Офицеры и солдаты были довольны ходом боя, и радостно глушили его: «Здравия желаю, ваше превосходительстВО!!!» Разрушения укреплений были незначительны, потери тоже. Их понесли, прежде всего, батареи шестифунтовок и легких единорогов, по ним прошлись союзники ураганом из ядер и бомб. Там был и убитые и раненые. Но, боеспособность они сохранили.

Для себя он отметил некий задор, и даже азарт, после двух удачно отбитых атак противника с не особо заметными потерями среди своих. Даже у тех, кто сегодня принял свой первый бой, генерал услышал уверенность в голосе. В глазах бывалых, и от того немногословных солдат Азовского полка и бойцов Православной дружины, он её видел ясно. «Побьём сегодня вражину. Не сумневаетесь, Ваше превосходительство», — спокойно и деловито ответил ему унтер-офицер на его слова: «Что надо, сегодня братцы постараться, и устоять, во, что бы не стало». И при этом одновременно ловко и, как показалось Хомутову, нежно, унтер переложил новую винтовку из руки в руку. Остальные солдаты молча кивнули в знак согласия с ним.

Генерал не стал ещё раз беспокоить фон Крута о его готовности произвести подрыв фугасов. Метки и ориентиры расставлены, как докладывал сапёр, провода к зарядам продублированы, гальванические оборудование и заряды проверено, перепроверено. «Зачем дергать лишний раз. Сам не люблю этого. Он показал себя дельным офицером за время подготовки. А уж если что выйдет не так. То, спросят с нас обоих… по полному раскладу», — подумал про себя генерал, когда возвращаясь на свой командный пункт, увидел около блиндажа сапёров фон Крута. Который отдавал какие-то распоряжения.

После обхода позиций Хомутов, тоже сел обедать с офицерами своего штаба. Впереди самый тяжёлый бой, и, до еды и сна после него они доберутся не скоро. Это он знал по своему богатому боевому опыту.
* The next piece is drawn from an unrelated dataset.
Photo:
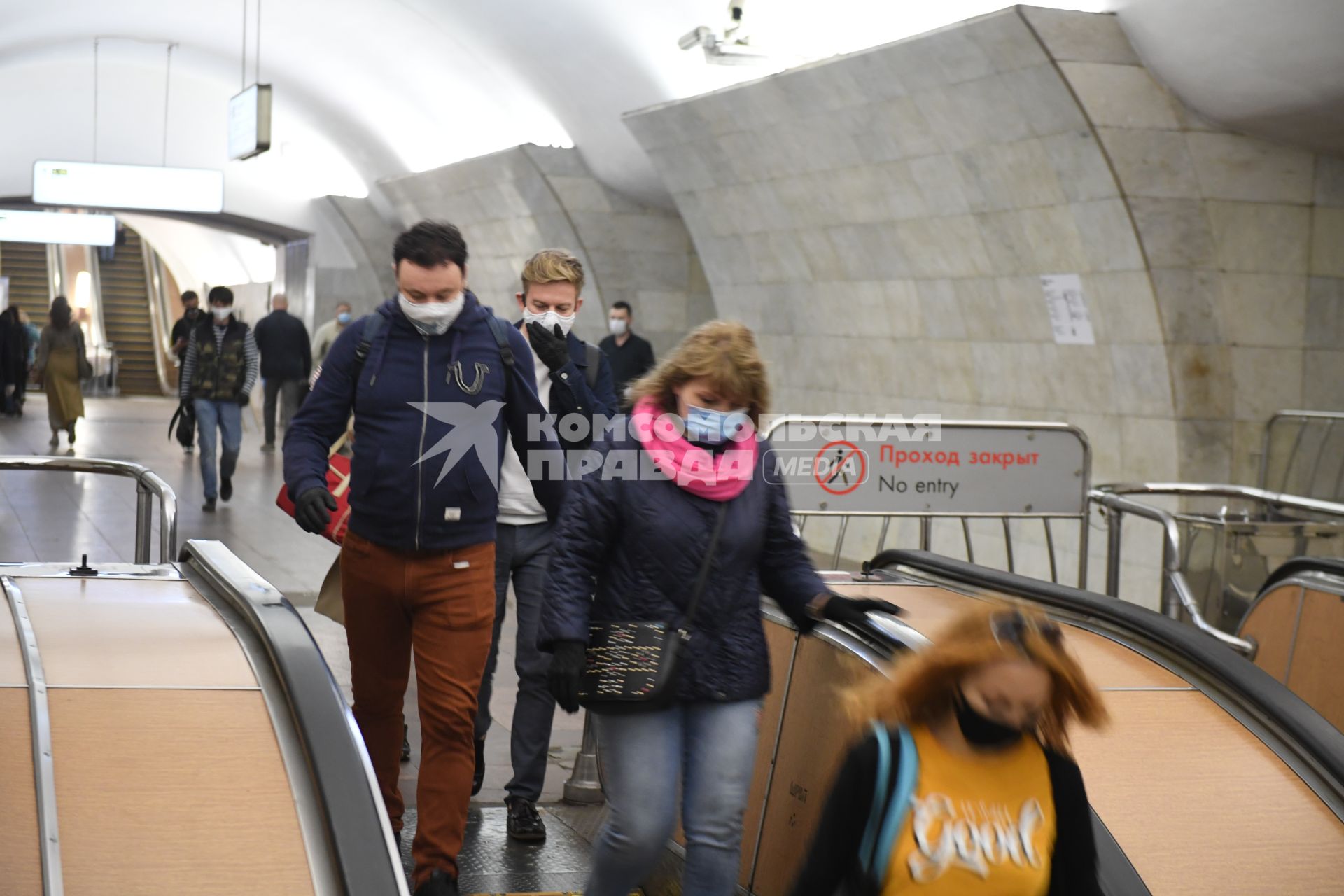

То, что возник перерыв в сражении, я тоже увидел. Мы со штабом погрузились в режим ожидания, как говорилось в моё время.

С горы Митридат было видно бой у Павловской батареи, а вот морской бой в проливе нет. Но, его было слышно. Обоюдный грохот серьёзных калибров берега и моря, с полудня расходился по округе, и часто врывался басами в ораторию боя на суше. Внося свой мотив в симфонию сражения за Керчь.

После двух часов дня бой в проливе явно начал затихать. Это означало или или. Или отбились, или вскоре мы увидим, как наши корабли уходят из пролива, а противника идут к Керчи. Пошли минуты ожидания. Я стал внутренне дергаться, начал давить нервяк. Минуты шли противно-мучительно долго, а разные мысли в духе «что», «да как» наоборот нарастающим потоком. Сообщений было никаких, и я по своей не очень хорошей привычке уже начал крыть матом, Новосильцева, Хомутова, обвиняя их в высокоуровневом развиздяйстве, но, про себя. При этом старался внешне изображать спокойствие. Император, всё-таки.